Combining hashes

Sounds like we're in full agreement there. The stdlib is often a testbed for potential future language enhancements -- some of the "magic" is only magic because we don't yet know enough about the problem to produce a well-designed language feature for it. For example, consider how stdlib code has always been magically inlinable/specializable across module boundaries -- and compare that to the universally available @inlinable attribute we're now discussing in SE-0193.

Custom conformance synthesis for user protocols is not currently possible within Swift; however, we do have synthesized protocols in the stdlib, and they provide a nice set of examples for problems such a feature would be expected to solve. The either/or requirement logic of the new Hashable protocol we're discussing adds an interesting new dimension to this design space -- the compiler will probably need a little refactoring to handle such rules well. Conformance synthesis may not be ready to progress beyond magic yet; but we're collecting data and gaining practice.

3 Likes

Note: the dividing line between the standard library and Foundation is precisely whether the feature requires a special relationship with the compiler. If a type doesn’t require that relationship, it doesn’t belong in the standard library:

How do we decide if something belongs in the standard library or Foundation?

In general, the dividing line should be drawn in overlapping area of what people consider the language and what people consider to be a library feature.

For example, Optional is a type provided by the standard library. However, the compiler understands the concept to provide support for things like optional-chaining syntax. The compiler also has syntax for creating Arrays and Dictionaries.

On the other hand, the compiler has no built-in support for types like URL. URL also ties into more complex functionality like basic networking support. Therefore this type is more appropriate for Foundation.

If at all possible, I would prefer deprecating hashValue in newer versions of Swift so that we can keep the name Hashable for the latest hotness. I don't know how much flexibility @available can give us here, @moiseev probably knows.

4 Likes

Related, maybe slightly OT, but more relevant now that Hashable is getting hotter: does it make sense to keep Hashable a subprotocol of Equatable?
My understanding is that the current Hashable doesn't really mean "something that can produce an hash", but more like "an object that can be used in data structures that use hashes".
That has been quite fine but if someone wants to hop on the new good hashing functionality without having to go through equality, they just can't...

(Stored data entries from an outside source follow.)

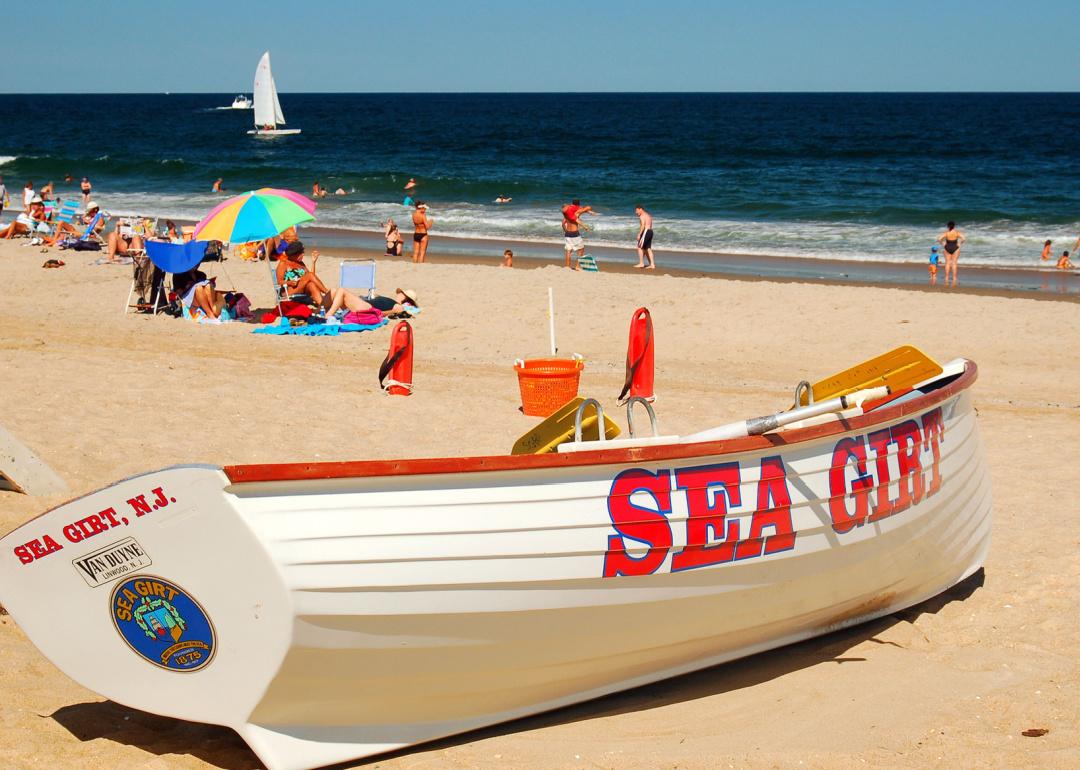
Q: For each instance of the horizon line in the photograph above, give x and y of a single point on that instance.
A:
(534, 93)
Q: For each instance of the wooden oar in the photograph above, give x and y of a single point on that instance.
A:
(899, 368)
(559, 428)
(757, 426)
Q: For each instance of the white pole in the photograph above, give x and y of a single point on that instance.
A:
(551, 319)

Equality is necessary requirement of hashing collections to detect/resolve conflicts. Do you have some use cases of hashing that doesn't require equality?

2 Likes

My main idea is when you have some type representing a big structure, i.e. a typed representation of a big file. In these cases you usually "trust" the hash to be enough and don't follow with full equality check, given the computational cost of it.

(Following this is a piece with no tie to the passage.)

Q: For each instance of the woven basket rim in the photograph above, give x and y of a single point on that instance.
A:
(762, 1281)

I think @Michael_Ilseman is not saying that values with the same hash are equal, but that a value needs to have a concept of equability to be hashable. Ie, he's not saying that a.hashValue == b.hashValue IMPLIES a == b, he's just saying that a is Hashable SHOULD IMPLY a is Equatable.

I would love to replace hashValue with this. I'm still trying to think of alternatives to magic, or if we can limit its scope somehow.

It's interesting because this should be possible, but introduces new @available constraints. Both protocols are entirely compatible with each-other. We would like to:

  • Add a protocol requirement, with a default implementation up to version X
  • Add a default implementation of the old requirement, from version X.

I know ABI stability is an important goal for the project, but I'm not sure when we can expect real versioning out of @available.

as I said before, I support the proposal but I'm uncomfortable with all the one-off magic we've been adding (in general).

Still thinking...

I'd say in that case, the (presumably precalculated) hash becomes a standin for the structure itself, so it can simply be the basis for that type's Equatable and Hashable implementation. Reifying the concept of identity like that is an important technique, and it does not preclude types from implementing Equatable — quite the opposite!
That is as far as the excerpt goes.